According to Mina Adel Gayed, a Coptic writer and the author of the book, I Was a Coptic Child, “It was said that the Copts would raise their hands so that they revealed evidence of their religion, so they will survive and recover their land from the Arabs.” 

Identification and pride 

The Coptic cross on the wrist is more than just a tattoo; it’s a matter of pride, identification, and a symbol of resistance in the face of ongoing discrimination. “Nowadays Christians feel proud to have the cross on their wrists; others see it as a statement of being Christian,” Tadros Abu Eldahab, a tattoo artist, told the Tablet. 

Abu Eldahab — from Al Minya, 150 miles south of Cairo — has worked as a tattoo artist for 13 years. He works during religious festivals and inside churches all over Egypt where Copts used to tattoo the cross and other religious symbols. 

“The cross is the most common tattoo. Parents accompany their children to have it.

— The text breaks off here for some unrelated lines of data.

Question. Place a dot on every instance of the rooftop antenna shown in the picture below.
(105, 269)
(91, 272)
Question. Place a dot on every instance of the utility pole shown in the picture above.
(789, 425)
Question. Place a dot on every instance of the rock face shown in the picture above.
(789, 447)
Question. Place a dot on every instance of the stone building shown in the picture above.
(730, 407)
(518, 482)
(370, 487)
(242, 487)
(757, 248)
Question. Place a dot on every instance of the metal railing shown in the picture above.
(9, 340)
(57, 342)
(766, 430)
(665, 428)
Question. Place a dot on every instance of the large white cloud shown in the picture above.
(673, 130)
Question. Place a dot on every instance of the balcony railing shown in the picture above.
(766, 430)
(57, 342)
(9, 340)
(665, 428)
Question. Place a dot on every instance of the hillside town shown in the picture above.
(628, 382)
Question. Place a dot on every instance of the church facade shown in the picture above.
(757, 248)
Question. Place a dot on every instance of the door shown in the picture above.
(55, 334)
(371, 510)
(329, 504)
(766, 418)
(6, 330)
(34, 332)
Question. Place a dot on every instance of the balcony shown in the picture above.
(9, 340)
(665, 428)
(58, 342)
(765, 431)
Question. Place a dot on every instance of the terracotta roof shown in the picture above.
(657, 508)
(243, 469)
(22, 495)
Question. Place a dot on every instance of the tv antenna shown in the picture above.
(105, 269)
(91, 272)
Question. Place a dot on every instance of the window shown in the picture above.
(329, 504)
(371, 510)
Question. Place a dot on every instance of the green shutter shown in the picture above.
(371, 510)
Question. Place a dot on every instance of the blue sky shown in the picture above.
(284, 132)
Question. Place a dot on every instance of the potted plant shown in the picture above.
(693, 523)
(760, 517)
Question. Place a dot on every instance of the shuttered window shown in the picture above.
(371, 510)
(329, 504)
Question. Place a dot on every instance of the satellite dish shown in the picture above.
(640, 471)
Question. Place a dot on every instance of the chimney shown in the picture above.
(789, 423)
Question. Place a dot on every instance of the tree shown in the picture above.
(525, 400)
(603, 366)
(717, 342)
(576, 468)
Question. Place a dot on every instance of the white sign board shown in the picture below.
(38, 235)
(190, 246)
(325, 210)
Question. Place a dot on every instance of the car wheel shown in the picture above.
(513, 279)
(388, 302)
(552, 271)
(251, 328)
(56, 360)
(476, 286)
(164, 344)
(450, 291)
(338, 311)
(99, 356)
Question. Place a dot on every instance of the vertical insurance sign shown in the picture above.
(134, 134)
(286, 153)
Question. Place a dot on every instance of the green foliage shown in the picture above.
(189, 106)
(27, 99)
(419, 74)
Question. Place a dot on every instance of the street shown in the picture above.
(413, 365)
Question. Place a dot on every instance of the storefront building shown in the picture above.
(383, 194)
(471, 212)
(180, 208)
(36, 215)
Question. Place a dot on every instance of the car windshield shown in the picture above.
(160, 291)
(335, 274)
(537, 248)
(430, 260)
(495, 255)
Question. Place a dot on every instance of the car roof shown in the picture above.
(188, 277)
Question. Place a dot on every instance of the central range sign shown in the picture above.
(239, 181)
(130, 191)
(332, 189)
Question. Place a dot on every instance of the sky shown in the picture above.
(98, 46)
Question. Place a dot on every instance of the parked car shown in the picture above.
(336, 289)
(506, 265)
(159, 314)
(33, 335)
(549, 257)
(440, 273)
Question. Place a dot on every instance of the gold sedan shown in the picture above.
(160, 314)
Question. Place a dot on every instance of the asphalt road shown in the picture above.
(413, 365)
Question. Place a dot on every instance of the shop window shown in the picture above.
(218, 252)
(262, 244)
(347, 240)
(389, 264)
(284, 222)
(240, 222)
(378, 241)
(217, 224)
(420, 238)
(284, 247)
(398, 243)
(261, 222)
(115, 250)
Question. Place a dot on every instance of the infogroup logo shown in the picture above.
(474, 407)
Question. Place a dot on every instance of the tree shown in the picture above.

For teenagers, it’s not only the cross, some come to have a tattoo of saints like the Virgin Mary, St. George, and others,” Abu Eldahab said. 

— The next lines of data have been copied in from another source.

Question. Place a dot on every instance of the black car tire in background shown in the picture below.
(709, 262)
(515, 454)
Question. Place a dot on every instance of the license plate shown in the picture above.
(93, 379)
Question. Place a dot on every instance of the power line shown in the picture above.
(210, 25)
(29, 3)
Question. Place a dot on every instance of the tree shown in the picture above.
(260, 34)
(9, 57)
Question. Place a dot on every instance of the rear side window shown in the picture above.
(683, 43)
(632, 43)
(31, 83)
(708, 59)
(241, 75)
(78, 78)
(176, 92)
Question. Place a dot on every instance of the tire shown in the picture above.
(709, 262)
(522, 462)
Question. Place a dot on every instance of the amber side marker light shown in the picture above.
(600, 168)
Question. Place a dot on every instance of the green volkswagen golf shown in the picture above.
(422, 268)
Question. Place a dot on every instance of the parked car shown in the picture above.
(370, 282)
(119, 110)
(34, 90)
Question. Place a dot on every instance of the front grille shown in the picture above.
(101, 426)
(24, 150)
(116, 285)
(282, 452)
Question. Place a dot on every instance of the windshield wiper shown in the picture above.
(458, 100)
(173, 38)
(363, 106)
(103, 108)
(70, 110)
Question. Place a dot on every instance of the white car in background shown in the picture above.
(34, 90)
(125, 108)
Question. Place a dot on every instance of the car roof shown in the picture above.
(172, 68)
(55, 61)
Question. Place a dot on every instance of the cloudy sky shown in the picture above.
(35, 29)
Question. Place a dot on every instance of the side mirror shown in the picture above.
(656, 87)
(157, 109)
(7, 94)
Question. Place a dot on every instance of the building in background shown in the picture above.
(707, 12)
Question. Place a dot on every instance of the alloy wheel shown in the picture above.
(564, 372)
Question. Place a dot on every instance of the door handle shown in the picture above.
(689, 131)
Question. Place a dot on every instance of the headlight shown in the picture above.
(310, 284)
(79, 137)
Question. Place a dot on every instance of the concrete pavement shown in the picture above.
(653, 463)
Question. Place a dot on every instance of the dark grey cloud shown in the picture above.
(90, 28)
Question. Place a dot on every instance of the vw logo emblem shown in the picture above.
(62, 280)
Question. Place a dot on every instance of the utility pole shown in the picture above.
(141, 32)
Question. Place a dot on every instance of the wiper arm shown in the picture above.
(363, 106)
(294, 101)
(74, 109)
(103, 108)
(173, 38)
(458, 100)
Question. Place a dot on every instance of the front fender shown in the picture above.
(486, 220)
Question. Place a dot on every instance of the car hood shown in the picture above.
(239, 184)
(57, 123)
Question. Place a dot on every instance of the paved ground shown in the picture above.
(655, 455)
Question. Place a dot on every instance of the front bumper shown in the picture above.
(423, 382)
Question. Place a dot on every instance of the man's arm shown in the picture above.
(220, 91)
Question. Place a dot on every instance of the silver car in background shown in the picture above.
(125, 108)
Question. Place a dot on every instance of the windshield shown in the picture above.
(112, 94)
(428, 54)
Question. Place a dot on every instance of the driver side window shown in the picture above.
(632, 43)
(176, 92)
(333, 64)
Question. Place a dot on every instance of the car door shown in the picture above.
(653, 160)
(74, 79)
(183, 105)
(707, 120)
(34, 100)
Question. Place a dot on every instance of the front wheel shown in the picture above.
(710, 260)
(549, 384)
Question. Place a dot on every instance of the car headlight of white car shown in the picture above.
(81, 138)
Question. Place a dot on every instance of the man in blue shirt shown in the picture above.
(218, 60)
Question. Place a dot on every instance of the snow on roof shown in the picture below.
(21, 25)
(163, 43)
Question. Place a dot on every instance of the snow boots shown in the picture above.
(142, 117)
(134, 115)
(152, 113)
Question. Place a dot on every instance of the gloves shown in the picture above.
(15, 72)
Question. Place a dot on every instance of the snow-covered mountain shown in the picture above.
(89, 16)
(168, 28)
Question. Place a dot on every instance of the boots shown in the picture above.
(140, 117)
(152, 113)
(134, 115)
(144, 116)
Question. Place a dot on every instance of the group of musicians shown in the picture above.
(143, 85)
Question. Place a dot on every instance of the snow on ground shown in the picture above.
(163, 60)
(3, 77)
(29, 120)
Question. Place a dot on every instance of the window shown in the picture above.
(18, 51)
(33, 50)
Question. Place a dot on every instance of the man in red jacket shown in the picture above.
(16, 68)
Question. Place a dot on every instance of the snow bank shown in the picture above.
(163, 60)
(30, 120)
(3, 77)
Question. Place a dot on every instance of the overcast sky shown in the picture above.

For Sherine Hinnawi, 39, of the Archangel Michael Coptic Church in Shubra, the cross tattoo remains a sign of pride and a reminder of history for Coptic Christians. 

“It tells who I am. It’s a statement about my identity as a true Egyptian and a Christian. That tattoo connects us to our past, reminding us of our struggle and faith in the face of persecution and discrimination,” she said. 

“Copts consider the cross in the hand to be a recognition of their identity and belonging to Christianity, and some Copts see it as a blessing and protection. For others, to not have the cross on your hand is a disgrace and shame.” 

In his novel House of the Poor, Gayed refers to a dialogue between a tattoo artist and another person who believes that this habit is outdated and may be unhealthy. The artist said, “We tattoo ourselves and our blood flows in order to give ourselves a tattoo that time will not erase. Who else should tell the story? We dedicate our bodies to imprint on their surface what happened to people [Copts] and the origin of them.” 

Abu Eldahab confirms that he adheres to health safety standards, as he sterilizes the device used in tattooing and uses single-use tools for each customer. 

Ongoing Harassment 

Sometimes Abu Eldahab and other tattoo artists face harassment from extremists who say that tattoo art is forbidden in Islam. 

“From time to time, someone comes and says it’s harām [forbidden] to do that to others’ bodies,” he explained. “I [am usually] calm in this situation and argue with the person, telling him everybody is free [about] what to do to his/her body.” 

Hinnawi remembers when she was abused by her math teacher in ninth grade because of her tattoo. 

“She was a fanatic and racist person who hates Christian students. One day I forgot my book at home, and she insisted to punish me by hitting me with a stick, as she used to punish the students in this way,” she said. “But this time she intended to hit me on my wrist … where I have my cross tattoo. It was painful, really painful, but every time I remember that incident I think of our ancestors who lost their lives for the faith.” 

In poor and rural areas where extremist groups have influence, Christians suffer different forms of harassment and hate speech, especially when the cross tattoo is observed. 

“I always go to the homes of the clients to repair their washing machines and refrigerators; some of the Muslim customers don’t allow me to enter homes when they see my cross tattoo,” Ramzy, 30, told World Watch Monitor. “That isn’t a strange thing for us; we are often hated because of our faith.”